People like to procrastinate, and one of the easiest things to put off is saving for retirement. However, the sooner you get moving toward securing your financial future, the better the chance will be that you’ll end up having the retirement of your dreams — and the sooner you might be able to retire.
New Year’s is a common time to resolve to make improvements to your personal, professional, and financial lives, and there are plenty of goals vying for top priority as the calendar turns. However, just as I’ve been telling people for a decade now, opening an IRA is the simplest yet most effective way to get on the path toward a wealthier retirement.
Why IRAs are so useful
You’ll find many reasons why IRAs are the best way to save for retirement:
- You don’t need help from your employer in order to save in an IRA. All you need to do is to contact a financial institution, get the paperwork started, and arrange to move money into the new retirement account.
- IRA contribution limits are high enough to make a measurable difference in your long-term finances. For the 2018 tax year, the limits are $5,500 for those under 50 or $6,500 for those 50 or older. Those numbers go up by $500 for the 2019 tax year.
- IRAs were made with procrastination in mind. Unlike most other retirement savings vehicles, you can contribute to a 2018 IRA up until the tax filing deadline in April 2019. For contributions counting toward the 2019 tax year, you’ve got until April 2020.
- You can choose from two different but attractive options with IRAs. A traditional IRA gives you an up-front tax deduction that you can use to reduce your adjusted gross income and thereby lower your tax bill immediately, along with tax deferral that prevents you from having to pay any tax until you start taking withdrawals from the account.
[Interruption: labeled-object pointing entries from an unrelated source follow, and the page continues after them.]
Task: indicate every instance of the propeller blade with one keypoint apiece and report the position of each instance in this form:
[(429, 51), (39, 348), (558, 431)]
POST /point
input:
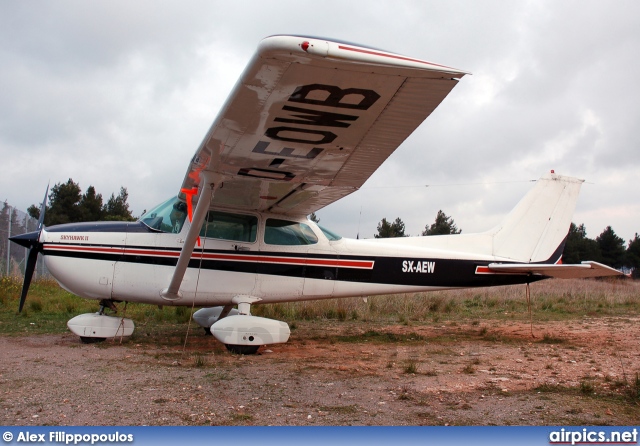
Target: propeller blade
[(31, 240), (28, 275)]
A Roth IRA doesn’t give you that deduction, but in exchange, you can get tax-free growth throughout the lifetime of the account and make withdrawals without paying any tax in most circumstances.
- The range of investments for an IRA is a lot broader than what you’ll find in most alternatives for retirement saving. Stocks, bonds, ETFs, mutual funds, and even some items like real estate or precious metals can be viable investments within IRAs. You’ll have a lot of trouble finding an employer giving you that much flexibility with an employer-sponsored retirement plan like a 401(k) account.
Things to watch out for with IRAs
That’s not to say that IRAs are perfect. One limitation involves having limited access to your money before reaching near-retirement age. If you try to take money out of a traditional IRA before you reach age 59 1/2, you’ll typically have to pay a 10% penalty on top of having to treat the withdrawn amount as taxable income on your tax return. There are limited exceptions to the 10% penalty rule, but it’s still important to treat your retirement savings as a long-term investment rather than a piggy bank to raid.
Also, there are income limits that apply to IRAs. For Roth IRAs, if your income is above certain limits, then no Roth contribution is allowed. Traditional IRA contributions are always available, but under certain circumstances, you won’t be allowed to deduct the total amount of your contributions.
Finally, one relatively new issue to watch came up as a result of tax reform in late 2017. Under old law, you were allowed to convert existing traditional IRA or 401(k) accounts into Roth IRAs. Doing so required taking the amount of the conversion as taxable income in the current year, but thereafter, you’d be given the same tax-free growth that any Roth IRA offers. One big advantage of Roth conversions was that they allowed you to get a do-over if things didn’t go well. By recharacterizing the conversion, you could undo it by putting the money back in the traditional IRA, with no tax consequences. However, tax reform took away recharacterizations for Roth conversions.
Some people worried that the elimination would also stop people from recharacterizing initial Roth IRA contributions. That caused worries, because if that were the case, you could end up getting in trouble if you contributed to a Roth only later to find that your income for the year would be too high to allow a contribution. Fortunately, tax reform left in place the ability to recharacterize contributions — only taking it away for conversions.
Get going now
If you want to save for retirement successfully, there’s no better day than today to get moving. By making your 2019 IRA contribution at the first possible opportunity — or by catching up with a 2018 tax year contribution — you’ll overcome procrastination and set the stage for a more prosperous financial future for yourself and your loved ones.